Repressive Desublimation and Natural Disasters.

Thousands of years ago, during the Golden Sangam Age, the peaceful deliberations of a convocation of learned scholars was threatened by a turbulent flood, not or words, but water as the sacred Kaveri overboiled its banks. Acting with aplomb, the Scholars immediately conferred upon it a Phd, in honoris causa, upon which it sank back into that torpor which distinguishes those upon whom Higher Education has left its mark.

More recently, especially since the Sixties and Seventies of the last Century, the Academy has used a similar tactic in dealing with modes of thought and models of discourse considered subversive to existing structures of power.
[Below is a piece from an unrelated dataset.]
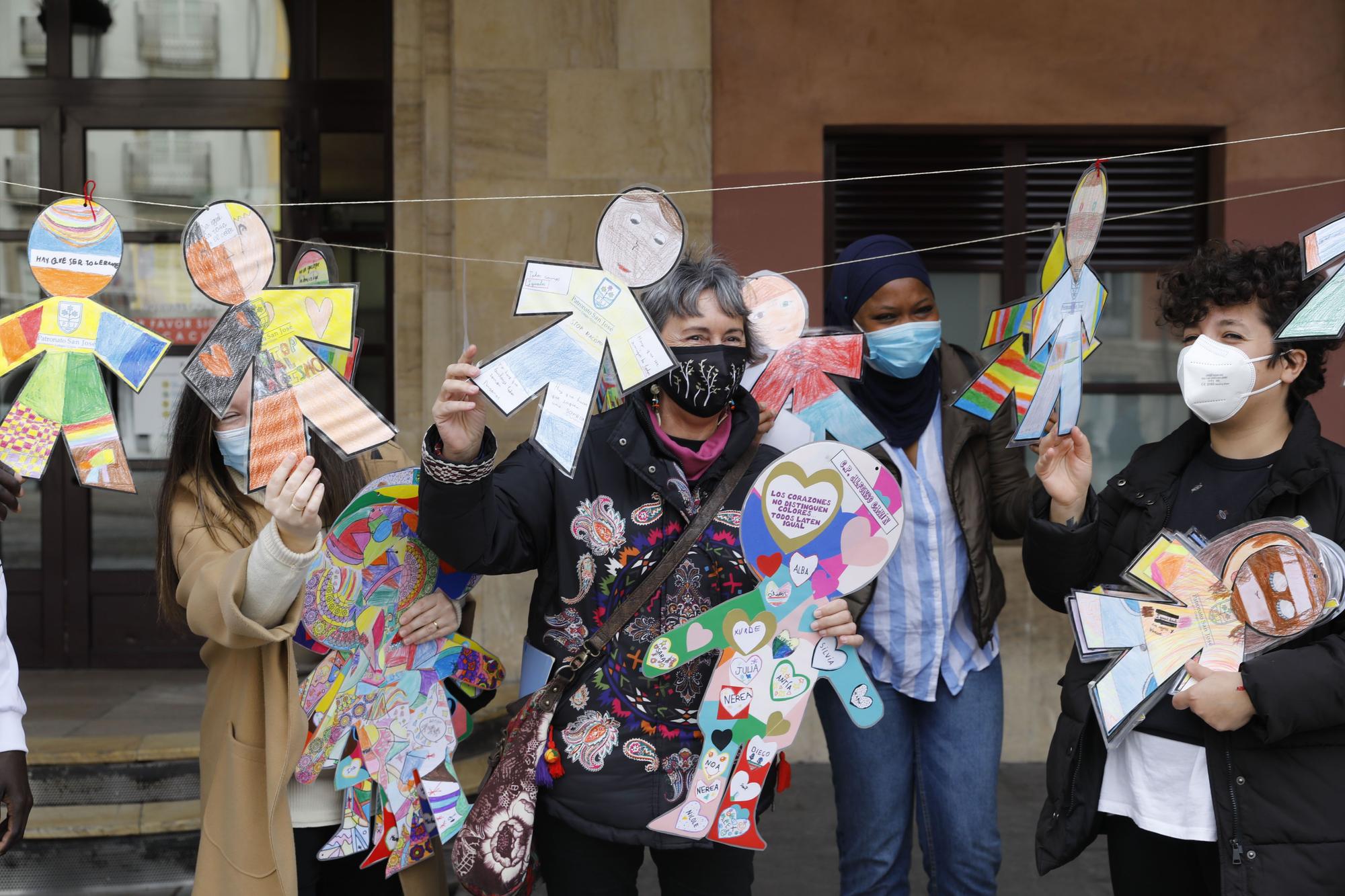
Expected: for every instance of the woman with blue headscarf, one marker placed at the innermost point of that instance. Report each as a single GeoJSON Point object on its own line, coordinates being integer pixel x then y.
{"type": "Point", "coordinates": [931, 643]}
In line with Marcuse's notion of 'repressive desublimation' as underlying the so-called 'Permissive Society's' strategy of saving the Military-Industrial complex and the National Security State from the wrath of the women's movement which, Lysistrata like, was seducing young men from their duty as canon fodder, it is tempting to speak of a sort of Academic repressive desublimation- or let us say an arid Intellectualising away of the green sap of dissent- as characterising the mainsprings of Political theory in the last few decades.
It is now urgent the same approach be extended to tsunamis and other natural disasters.
I propose the creation of an Academic body, of the highest status and financial solvency, for the specific puprose of granting degrees not just to animals and plants but also such tectonic plates as may have grown restive by their lack of access to higher education.

All babies- as I believe is already best practice in Bihar- should receive PhD in Gramscian Grammatology by the age of one, unless they are naughty in which case an MPhil from Cambridge in Development Studies will suffice to teach them the error of their ways.